Chaque génération nouvelle, chaque homme nouveau doit redécouvrir
laborieusement l'activité de pensée. Longtemps, pour ce faire, on put
recourir à la tradition. Or nous vivons, à l'âge moderne, l'usure de la
tradition, la crise de la culture.
Il ne s'agit pas de renouer le fil rompu de la tradition, ni d'inventer
quelque succédané ultra-moderne, mais de savoir s'exercer à penser pour
se mouvoir dans la brèche.
Hannah Arendt, à travers ces essais d'interprétation critique -
notamment de la tradition et des concepts modernes d'histoire,
d'autorité et de liberté, des rapports entre vérité et politique, de la
crise de l'éducation -, entend nous aider à savoir comment penser en
notre siècle.
Composé de huit essais conçus comme des "exercices de pensée politique",
cet ouvrage de la philosophe d'origine allemande Hannah Arendt tire son
unité d'un seul et difficile projet : enquêter sur l'origine des grands
concepts de la philosophie politique. Le troisième essai, consacré à la
notion d'autorité, constitue une analyse particulièrement éclairante de
la modernité, définie comme oubli des origines. En effet, l'autorité
traditionnelle se définissait par opposition à la fois à la contrainte
par force et à la persuasion par arguments. Elle n'était pas
l'autoritarisme car "là où la force est employée, l'autorité proprement
dite a échoué". Elle n'avait pas non plus besoin de se justifier. Dès
lors, si nous confondons aujourd'hui autorité et violence, et croyons
que l'autorité peut être discutée, c'est que nous avons oublié ce
qu'elle est. Remontant jusqu'à la source de ce concept et de tant
d'autres (liberté, histoire...), Arendt tente de nous délivrer d'une
amnésie préjudiciable à la compréhension de notre propre monde. Un
périple généalogique qui suppose tout de même quelques bagages assez
solides !
Hannah Arendt (1906-1975), un monde en partage : Une vie, une œuvre [1984 / France Culture]

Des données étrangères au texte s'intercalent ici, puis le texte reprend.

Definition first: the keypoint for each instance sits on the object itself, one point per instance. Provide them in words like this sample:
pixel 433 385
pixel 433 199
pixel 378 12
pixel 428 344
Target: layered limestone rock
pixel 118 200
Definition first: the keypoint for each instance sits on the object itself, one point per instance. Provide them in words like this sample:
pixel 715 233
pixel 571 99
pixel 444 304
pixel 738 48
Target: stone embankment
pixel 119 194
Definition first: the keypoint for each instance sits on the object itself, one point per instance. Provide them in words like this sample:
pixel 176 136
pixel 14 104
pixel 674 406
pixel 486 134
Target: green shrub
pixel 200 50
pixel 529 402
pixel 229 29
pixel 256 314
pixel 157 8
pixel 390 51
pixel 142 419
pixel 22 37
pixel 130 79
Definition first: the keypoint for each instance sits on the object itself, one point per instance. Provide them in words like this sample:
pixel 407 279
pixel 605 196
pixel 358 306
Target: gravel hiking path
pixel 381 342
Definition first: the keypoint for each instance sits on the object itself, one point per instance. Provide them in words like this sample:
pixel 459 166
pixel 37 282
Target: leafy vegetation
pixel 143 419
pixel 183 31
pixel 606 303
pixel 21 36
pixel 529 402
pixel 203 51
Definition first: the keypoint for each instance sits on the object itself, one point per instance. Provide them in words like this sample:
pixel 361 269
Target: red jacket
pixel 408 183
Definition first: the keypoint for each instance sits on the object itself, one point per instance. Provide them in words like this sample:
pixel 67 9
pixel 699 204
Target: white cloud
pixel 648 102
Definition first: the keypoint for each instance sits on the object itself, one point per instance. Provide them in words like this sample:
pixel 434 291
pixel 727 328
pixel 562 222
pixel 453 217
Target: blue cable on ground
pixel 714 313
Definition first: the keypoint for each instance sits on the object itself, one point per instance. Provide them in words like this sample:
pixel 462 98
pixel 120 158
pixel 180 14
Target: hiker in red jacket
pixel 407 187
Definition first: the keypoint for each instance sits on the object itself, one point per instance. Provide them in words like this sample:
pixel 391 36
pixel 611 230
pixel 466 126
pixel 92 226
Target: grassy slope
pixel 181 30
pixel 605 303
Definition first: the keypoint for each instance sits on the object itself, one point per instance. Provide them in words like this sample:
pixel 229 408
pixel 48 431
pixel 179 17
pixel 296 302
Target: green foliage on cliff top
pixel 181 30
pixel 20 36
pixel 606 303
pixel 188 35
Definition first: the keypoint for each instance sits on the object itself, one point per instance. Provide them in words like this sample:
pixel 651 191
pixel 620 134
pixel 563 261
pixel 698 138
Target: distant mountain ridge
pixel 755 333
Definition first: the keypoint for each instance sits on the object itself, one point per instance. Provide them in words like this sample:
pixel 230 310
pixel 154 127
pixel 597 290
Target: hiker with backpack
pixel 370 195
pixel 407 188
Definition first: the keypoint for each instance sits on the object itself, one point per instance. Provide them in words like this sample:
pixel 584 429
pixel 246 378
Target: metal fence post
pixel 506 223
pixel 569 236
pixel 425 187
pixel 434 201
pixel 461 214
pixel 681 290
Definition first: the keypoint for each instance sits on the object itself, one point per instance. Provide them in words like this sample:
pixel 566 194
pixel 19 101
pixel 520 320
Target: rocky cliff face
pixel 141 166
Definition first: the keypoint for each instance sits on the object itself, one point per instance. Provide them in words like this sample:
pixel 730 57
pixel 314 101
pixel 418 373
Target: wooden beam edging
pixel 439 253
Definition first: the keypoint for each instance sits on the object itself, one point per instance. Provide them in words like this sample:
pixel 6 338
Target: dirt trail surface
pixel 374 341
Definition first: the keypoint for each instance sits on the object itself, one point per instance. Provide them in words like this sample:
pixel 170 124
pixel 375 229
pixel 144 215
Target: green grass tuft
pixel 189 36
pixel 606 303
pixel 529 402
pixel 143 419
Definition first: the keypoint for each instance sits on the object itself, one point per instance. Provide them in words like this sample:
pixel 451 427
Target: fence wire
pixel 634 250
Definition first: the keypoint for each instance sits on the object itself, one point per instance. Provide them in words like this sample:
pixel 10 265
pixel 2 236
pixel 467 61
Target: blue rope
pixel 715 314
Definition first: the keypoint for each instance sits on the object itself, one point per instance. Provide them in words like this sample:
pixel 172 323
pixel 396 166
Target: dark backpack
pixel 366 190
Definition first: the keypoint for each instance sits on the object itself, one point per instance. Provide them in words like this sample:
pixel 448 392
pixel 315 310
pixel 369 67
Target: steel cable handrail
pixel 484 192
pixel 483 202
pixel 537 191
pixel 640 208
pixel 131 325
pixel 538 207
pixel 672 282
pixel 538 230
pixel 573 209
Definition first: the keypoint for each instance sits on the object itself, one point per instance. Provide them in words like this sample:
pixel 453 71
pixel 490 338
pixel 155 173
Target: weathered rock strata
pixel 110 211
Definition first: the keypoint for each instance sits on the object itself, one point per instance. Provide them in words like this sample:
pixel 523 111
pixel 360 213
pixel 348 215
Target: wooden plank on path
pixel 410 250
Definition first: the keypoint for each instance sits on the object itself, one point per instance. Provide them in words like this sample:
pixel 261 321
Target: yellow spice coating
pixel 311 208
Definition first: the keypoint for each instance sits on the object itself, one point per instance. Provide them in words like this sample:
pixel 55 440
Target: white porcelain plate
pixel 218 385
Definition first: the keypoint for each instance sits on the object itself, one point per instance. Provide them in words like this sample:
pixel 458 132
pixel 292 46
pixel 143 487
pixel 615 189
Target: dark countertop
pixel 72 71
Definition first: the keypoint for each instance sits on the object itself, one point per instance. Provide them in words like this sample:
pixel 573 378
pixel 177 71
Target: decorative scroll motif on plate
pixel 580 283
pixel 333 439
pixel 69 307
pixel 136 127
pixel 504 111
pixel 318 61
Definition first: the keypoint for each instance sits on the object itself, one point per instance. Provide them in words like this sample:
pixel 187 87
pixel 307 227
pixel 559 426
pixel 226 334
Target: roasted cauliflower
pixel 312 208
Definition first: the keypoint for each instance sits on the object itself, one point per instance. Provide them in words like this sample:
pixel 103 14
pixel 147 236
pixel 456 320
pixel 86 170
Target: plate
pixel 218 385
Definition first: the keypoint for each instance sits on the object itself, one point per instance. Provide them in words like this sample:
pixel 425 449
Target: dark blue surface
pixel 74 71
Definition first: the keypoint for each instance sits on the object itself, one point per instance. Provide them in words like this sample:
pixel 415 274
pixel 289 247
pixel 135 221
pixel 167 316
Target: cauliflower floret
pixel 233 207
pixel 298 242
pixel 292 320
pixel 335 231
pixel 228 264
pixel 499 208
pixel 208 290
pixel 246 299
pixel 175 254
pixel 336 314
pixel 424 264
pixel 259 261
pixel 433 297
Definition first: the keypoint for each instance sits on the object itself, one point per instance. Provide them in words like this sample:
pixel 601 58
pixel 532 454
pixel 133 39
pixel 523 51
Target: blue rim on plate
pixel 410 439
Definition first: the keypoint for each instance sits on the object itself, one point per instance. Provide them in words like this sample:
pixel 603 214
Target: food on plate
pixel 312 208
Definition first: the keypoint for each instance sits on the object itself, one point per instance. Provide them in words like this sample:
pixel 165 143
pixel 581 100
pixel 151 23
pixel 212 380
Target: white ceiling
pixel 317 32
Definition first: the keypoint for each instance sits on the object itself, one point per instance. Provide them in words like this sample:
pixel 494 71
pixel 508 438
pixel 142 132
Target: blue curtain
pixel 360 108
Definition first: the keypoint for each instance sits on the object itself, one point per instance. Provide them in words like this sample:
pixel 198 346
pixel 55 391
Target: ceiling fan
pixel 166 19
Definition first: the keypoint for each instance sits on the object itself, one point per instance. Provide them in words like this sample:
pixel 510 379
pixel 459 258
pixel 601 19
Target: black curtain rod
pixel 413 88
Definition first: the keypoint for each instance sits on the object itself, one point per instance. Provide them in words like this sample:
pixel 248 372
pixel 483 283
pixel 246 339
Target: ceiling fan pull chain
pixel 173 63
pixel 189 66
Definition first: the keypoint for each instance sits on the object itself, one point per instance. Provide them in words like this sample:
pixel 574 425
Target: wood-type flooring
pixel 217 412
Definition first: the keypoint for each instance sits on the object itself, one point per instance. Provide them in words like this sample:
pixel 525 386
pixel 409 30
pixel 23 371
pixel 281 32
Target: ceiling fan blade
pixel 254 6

Hannah Arendt 1906-1975, née Johanna Arendt, est une philosophe allemande naturalisée américaine, connue pour ses travaux sur l’activité politique, le totalitarisme et la modernité.
Fille unique d'une famille aisée de juifs allemands, Hannah Arendt fait ses études à l'université de Marbourg. Elle est l'élève de Heidegger, avec qui elle noue une courte liaison, ainsi qu'une vaste correspondance qui durera jusqu'à la mort de celui-ci.
Elle ne se désignait pas elle-même comme "philosophe", mais plutôt d'après sa profession : professeur de théorie politique. Son refus de la philosophie est notamment évoqué dans "Condition de l'homme moderne" où elle considère que « la majeure partie de la philosophie politique depuis Platon s'interpréterait aisément comme une série d'essais en vue de découvrir les fondements théoriques et les moyens pratiques d'une évasion définitive de la politique. »
Ses ouvrages sur le phénomène totalitaire sont étudiés dans le monde entier et sa pensée politique et philosophique occupe une place importante dans la réflexion contemporaine. Ses livres les plus célèbres sont "Les Origines du totalitarisme" (1951), "Condition de l'homme moderne" (1958) et "La Crise de la culture" (1961). Son livre "Eichmann à Jérusalem", publié à la suite du procès d'Adolf Eichmann en 1961, a suscité des controverses.